Long noncoding RNAs (lncRNAs) are emerging as potential key regulators in gene expression networks and exhibit a surprising range of shapes and sizes. Several distinct classes of lncRNAs are transcribed from different DNA elements, including promoters, enhancers, and intergenic regions in eukaryotic genomes. Additionally, others are derived from long primary transcripts with noncanonical RNA processing pathways, generating new RNA species with unexpected formats. These lncRNAs can be processed by several mechanisms, including ribonuclease P (RNase P) cleavage to generate mature 3′ ends, capping by small nucleolar RNA (snoRNA)–protein (snoRNP) complexes at their ends, or the formation of circular structures. Here researchers from ShanghaiTech University review current knowledge on lncRNAs and highlight the most recent discoveries of the underlying mechanisms related to their formation.
- Eukaryotic DNA transcription and RNA processing yield a diverse catalog of long noncoding RNAs (lncRNAs) that are longer than 200 nucleotides and lack significant protein-coding potential.

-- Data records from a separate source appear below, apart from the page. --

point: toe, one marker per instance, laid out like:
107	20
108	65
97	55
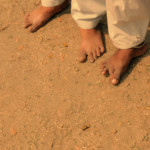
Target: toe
102	50
94	54
27	22
115	76
104	69
98	51
90	57
33	28
82	57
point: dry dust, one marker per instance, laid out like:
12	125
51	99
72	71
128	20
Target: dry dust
49	101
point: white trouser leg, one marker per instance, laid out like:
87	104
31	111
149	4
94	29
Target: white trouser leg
128	21
87	13
52	3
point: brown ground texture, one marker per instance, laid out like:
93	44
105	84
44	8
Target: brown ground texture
49	101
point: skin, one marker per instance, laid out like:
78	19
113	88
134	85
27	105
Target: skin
91	45
40	16
118	63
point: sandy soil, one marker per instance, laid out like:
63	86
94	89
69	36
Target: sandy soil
49	101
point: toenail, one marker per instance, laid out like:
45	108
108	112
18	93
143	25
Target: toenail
114	81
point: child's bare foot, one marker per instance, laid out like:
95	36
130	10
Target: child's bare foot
91	44
118	63
37	18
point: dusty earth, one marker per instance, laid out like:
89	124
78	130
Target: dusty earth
49	101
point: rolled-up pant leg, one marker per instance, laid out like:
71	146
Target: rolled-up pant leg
87	13
51	3
127	21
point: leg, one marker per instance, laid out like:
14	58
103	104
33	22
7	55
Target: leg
37	18
127	22
87	14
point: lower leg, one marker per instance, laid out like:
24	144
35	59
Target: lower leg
87	15
127	27
91	44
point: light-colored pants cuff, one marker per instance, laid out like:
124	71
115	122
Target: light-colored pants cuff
128	45
51	3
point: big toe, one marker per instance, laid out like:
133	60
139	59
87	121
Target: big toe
104	68
27	21
33	28
82	58
115	77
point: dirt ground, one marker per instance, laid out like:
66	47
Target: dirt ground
49	101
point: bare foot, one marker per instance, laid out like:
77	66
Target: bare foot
118	63
39	17
91	45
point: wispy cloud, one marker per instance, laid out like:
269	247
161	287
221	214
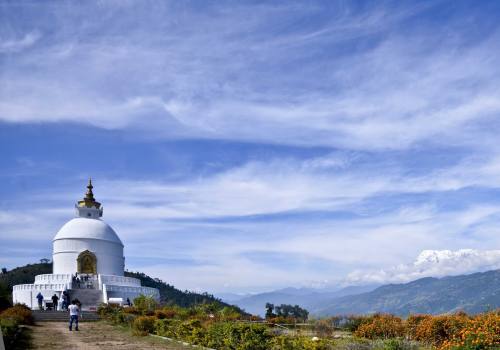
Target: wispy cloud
15	45
236	81
432	263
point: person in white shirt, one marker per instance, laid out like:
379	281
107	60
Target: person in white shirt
74	312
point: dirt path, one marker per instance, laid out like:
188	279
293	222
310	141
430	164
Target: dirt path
93	335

- lncRNAs transcribed from promoters and enhancers are usually targeted by nuclear exosomes and have short half-lives.
- Although they have a 7-methyl guanosine (m7G) cap and 3′ poly(A) at their ends, the mRNA-like long intervening/intergenic ncRNAs (lincRNAs) have patterns of transcription and processing distinct from those of mRNAs.

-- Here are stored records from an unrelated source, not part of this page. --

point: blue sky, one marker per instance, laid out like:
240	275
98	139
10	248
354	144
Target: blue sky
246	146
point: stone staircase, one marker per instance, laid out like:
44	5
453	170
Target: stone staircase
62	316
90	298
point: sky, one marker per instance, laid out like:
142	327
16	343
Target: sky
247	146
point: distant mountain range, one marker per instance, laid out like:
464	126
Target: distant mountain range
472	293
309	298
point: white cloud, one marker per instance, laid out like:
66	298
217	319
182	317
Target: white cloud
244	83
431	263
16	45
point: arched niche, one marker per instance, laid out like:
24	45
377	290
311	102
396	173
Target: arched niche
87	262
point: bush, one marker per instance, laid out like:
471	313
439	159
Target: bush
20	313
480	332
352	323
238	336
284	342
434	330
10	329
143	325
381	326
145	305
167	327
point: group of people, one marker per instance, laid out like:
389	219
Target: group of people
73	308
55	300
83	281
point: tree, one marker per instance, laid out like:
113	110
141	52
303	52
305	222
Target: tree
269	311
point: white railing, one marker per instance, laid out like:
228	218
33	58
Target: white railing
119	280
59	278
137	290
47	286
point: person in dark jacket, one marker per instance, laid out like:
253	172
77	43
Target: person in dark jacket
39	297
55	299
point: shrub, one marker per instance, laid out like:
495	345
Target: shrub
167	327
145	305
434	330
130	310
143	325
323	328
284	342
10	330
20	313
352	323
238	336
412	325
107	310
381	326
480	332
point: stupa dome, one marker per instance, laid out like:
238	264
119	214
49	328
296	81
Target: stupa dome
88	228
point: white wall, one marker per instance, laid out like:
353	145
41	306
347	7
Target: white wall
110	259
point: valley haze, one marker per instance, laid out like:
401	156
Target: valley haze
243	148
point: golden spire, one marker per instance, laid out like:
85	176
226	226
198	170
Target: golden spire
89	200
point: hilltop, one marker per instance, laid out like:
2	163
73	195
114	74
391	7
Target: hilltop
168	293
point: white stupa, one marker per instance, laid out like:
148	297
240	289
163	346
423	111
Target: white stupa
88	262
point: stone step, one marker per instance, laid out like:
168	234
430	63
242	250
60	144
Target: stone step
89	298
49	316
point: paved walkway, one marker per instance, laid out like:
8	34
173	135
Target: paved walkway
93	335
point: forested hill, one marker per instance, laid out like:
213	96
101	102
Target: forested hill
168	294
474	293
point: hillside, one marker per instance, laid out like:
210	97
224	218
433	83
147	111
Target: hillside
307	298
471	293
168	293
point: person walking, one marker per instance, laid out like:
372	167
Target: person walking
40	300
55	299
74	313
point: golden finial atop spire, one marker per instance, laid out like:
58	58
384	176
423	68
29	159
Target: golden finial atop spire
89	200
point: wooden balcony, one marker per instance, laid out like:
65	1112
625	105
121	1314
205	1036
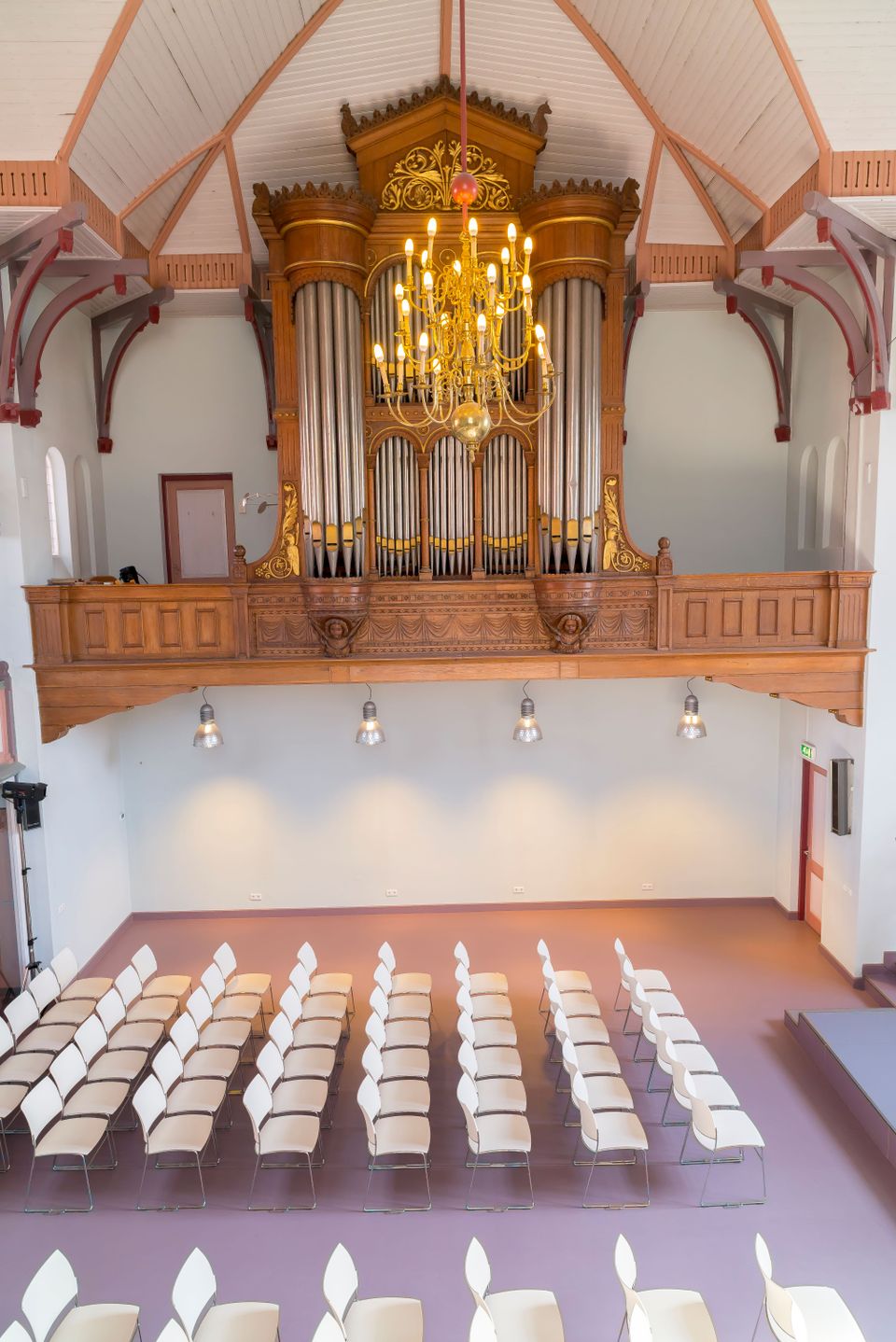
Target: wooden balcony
101	650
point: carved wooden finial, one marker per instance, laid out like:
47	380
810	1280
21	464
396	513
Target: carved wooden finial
663	557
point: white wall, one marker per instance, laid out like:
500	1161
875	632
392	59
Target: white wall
702	465
189	398
450	808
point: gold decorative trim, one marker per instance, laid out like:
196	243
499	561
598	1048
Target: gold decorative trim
421	180
285	563
619	554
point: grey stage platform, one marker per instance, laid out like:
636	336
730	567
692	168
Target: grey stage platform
856	1051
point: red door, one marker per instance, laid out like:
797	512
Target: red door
812	843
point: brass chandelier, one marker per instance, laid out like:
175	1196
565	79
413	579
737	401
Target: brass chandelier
457	370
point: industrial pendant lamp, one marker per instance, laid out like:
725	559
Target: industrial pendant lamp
527	726
371	732
691	725
208	734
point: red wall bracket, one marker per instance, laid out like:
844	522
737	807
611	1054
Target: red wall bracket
755	309
135	315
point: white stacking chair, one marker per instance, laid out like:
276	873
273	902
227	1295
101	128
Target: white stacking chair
398	1094
187	1134
64	967
723	1130
671	1315
122	1033
281	1136
45	989
399	1033
318	1005
51	1307
330	983
484	1005
567	980
709	1087
83	1098
652	980
199	1096
485	981
154	984
496	1094
398	1063
602	1091
301	1060
522	1315
102	1062
408	981
54	1136
609	1131
390	1137
388	1318
491	1059
242	984
19	1069
217	1033
593	1059
23	1019
494	1136
821	1310
203	1320
229	1007
401	1005
491	1032
138	1008
319	1032
298	1094
218	1063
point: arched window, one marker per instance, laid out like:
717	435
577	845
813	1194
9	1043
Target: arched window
58	511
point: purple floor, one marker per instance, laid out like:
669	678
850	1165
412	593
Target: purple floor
832	1197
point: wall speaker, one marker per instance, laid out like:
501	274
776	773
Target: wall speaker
841	796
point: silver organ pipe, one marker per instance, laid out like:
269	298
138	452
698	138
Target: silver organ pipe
398	509
569	434
331	426
451	509
505	506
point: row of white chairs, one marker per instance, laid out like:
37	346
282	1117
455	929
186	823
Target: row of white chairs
609	1130
393	1097
51	1308
721	1127
494	1108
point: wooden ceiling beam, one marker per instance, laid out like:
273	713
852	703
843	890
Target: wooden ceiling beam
113	46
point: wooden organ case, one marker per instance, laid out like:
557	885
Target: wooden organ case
373	509
396	554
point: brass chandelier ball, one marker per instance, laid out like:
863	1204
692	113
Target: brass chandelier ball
471	423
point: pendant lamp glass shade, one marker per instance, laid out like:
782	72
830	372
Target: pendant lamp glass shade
691	725
208	734
371	732
527	726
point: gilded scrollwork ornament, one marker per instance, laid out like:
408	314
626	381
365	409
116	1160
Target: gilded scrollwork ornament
285	563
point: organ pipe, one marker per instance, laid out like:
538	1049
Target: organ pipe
328	324
569	434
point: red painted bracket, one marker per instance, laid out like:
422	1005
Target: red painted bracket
755	309
258	315
135	315
40	243
861	248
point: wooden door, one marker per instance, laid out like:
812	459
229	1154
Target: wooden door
197	513
812	843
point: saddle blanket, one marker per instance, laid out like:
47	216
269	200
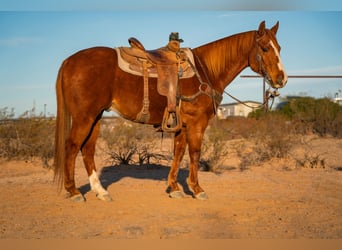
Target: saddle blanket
187	71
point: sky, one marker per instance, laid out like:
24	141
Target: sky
36	36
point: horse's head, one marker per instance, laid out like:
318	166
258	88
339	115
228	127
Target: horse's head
265	56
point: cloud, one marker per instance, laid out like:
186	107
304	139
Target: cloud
327	70
20	41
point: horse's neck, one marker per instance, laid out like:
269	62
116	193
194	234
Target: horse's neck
224	59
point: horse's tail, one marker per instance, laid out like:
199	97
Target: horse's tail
63	124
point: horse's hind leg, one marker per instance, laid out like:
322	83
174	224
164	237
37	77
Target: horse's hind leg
179	150
88	152
195	136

- New types of linear lncRNA species are stabilized by various mechanisms, including the processing of 3′ ends by endoribonucleases, of 5′ ends by small nucleolar RNA–protein (snoRNP) caps, or of both ends by snoRNP protection.
- Circular RNAs represent yet another new type of lncRNA that is processed from back-spliced exons or spliced intron lariats of RNA polymerase II-transcribed RNA precursors.

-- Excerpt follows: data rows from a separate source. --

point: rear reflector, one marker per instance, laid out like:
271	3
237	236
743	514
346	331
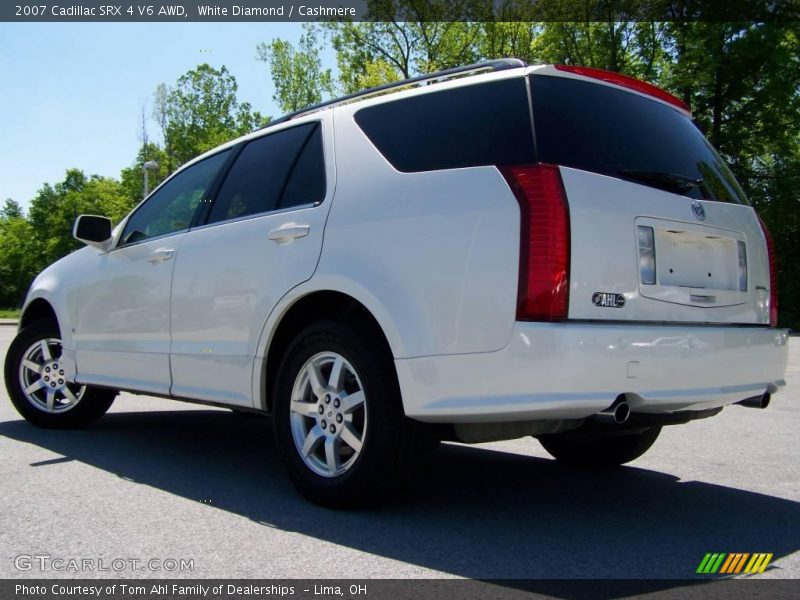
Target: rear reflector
543	293
742	252
625	81
773	276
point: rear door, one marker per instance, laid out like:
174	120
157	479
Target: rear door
660	230
261	237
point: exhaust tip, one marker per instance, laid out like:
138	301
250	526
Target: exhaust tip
757	401
616	414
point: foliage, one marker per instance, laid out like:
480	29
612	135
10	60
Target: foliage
200	113
297	74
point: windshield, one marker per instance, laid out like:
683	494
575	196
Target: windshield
613	132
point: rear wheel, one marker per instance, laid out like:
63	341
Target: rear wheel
600	451
339	421
38	388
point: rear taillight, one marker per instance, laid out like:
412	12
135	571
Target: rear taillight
543	293
625	81
773	276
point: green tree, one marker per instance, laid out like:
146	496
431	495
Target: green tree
11	210
17	266
202	111
54	209
297	73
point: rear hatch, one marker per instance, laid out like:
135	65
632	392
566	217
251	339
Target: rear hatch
659	228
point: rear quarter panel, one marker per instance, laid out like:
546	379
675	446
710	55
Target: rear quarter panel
439	251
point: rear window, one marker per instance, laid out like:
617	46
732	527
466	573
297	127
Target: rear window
474	125
604	130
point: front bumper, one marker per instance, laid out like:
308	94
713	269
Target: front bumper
573	370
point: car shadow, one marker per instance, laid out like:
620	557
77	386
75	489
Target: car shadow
470	512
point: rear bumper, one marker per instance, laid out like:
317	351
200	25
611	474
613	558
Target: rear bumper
573	370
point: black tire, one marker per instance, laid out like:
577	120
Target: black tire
384	461
600	451
92	404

New Long Noncoding RNA (lncRNA) Species Generated from Unusual Processing Pathways
(A) Ribonuclease P (RNase P) processing of the 3′ end of MALAT1. The nascent metastasis-associated lung adenocarcinoma transcript 1 (MALAT1) transcript forms a tRNA-like structure at its 3′ end, which can be recognized and cleaved by RNase P to generate stable MALAT1 with a U-A·U triple-helical structure at the 3′ end. (B) Processing of small nucleolar RNA (snoRNA)-ended lncRNAs (sno-lncRNAs). sno-lncRNAs are formed when one intron contains two snoRNA genes. (C) The diversity of lncRNAs related to snoRNAs (sno-processed lncRNAs). Four types of sno-lncRNA have been found in mammalian genomes and their ends are both capped by a Box C/D or a Box H/ACA snoRNA protein (snoRNP) complex (blue box) or each capped by one Box C/D or one Box H/ACA snoRNP (red box). (D) Species- or cell-type-specific expression of sno-lncRNA. One example is shown to illustrate that alternative splicing (AS) leads to two snoRNAs embedded within one intron and therefore sno-lncRNA formation. (E) Processing of SPA. SPA is derived from readthrough transcripts and its processing is associated with the kinetic competition of XRN2 and Pol II downstream of polyadenylation signals.